Submitted to: Chesapeake Research Conference Proceedings
Publication Type: Abstract only
Publication Acceptance Date: 10/15/2002
Publication Date: N/A
Citation: Interpretive Summary:
Technical Abstract: Construction and maintenance of effectively functioning riparian wetlands depend upon knowledge of processes within naturally occurring riparian zones. This study evaluated the impact of a riparian wetland on the export of agricultural contaminants. Three years of continuous stream and groundwater data have been collected, including real-time stream flows for five points along a first-order stream and information gathered from 170 piezometers located in the riparian zone. Stream flow is highly variable (both spatially and temporally) in this watershed, and a positive correlation between stream flows and stream nitrate-N concentrations has been established. Higher hydraulic heads within the subsurface yield higher concentrations of agricultural contaminants (NO3- and pesticides) in the emerging groundwater. Rapid groundwater exfiltration (primarily through subsurface preferential flowpaths) is responsible for most of the agrochemicals that appear in the surface water. One area of the floodplain, comprising 3.5% of the total riparian land area, contributes about 30% of total stream flow and about 40% of average stream nitrate load. The rates and extent of groundwater exfiltration to the surface increase under high moisture (and resultant high stream flow) conditions, leading to higher stream contaminant concentrations and fluxes.

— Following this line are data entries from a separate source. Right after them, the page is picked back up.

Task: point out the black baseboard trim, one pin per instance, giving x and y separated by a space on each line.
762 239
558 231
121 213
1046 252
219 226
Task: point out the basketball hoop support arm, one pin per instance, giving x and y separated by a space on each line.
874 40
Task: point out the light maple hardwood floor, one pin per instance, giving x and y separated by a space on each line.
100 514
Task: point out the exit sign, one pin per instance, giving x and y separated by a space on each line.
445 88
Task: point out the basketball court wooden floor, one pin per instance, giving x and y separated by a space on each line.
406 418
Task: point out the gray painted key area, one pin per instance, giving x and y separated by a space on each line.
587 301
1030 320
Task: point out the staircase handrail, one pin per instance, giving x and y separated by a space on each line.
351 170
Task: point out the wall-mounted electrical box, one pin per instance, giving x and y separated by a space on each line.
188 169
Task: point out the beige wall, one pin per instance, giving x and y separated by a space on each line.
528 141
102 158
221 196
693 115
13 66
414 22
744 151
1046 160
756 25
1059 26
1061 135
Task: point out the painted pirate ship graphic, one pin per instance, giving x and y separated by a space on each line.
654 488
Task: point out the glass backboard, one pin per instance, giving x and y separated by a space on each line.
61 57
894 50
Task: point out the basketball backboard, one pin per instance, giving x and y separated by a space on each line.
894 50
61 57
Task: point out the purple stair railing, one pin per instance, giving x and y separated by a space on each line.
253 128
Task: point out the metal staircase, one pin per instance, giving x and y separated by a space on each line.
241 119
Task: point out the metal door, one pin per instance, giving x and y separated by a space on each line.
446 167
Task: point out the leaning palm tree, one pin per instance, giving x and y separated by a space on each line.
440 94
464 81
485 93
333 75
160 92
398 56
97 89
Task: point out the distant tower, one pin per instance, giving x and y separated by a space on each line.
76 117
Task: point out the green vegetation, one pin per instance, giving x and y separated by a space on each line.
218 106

Although the biogeochemical characteristics of the surface soils in these areas are favorable for contaminant removal, their effectiveness is limited by hydrological conditions. The system as a whole removes more than 75% of the groundwater contaminants. A detailed understanding of groundwater-to-stream contaminant delivery mechanisms will help in establishing regulations for designing riparian buffers with better contaminant removal capabilities.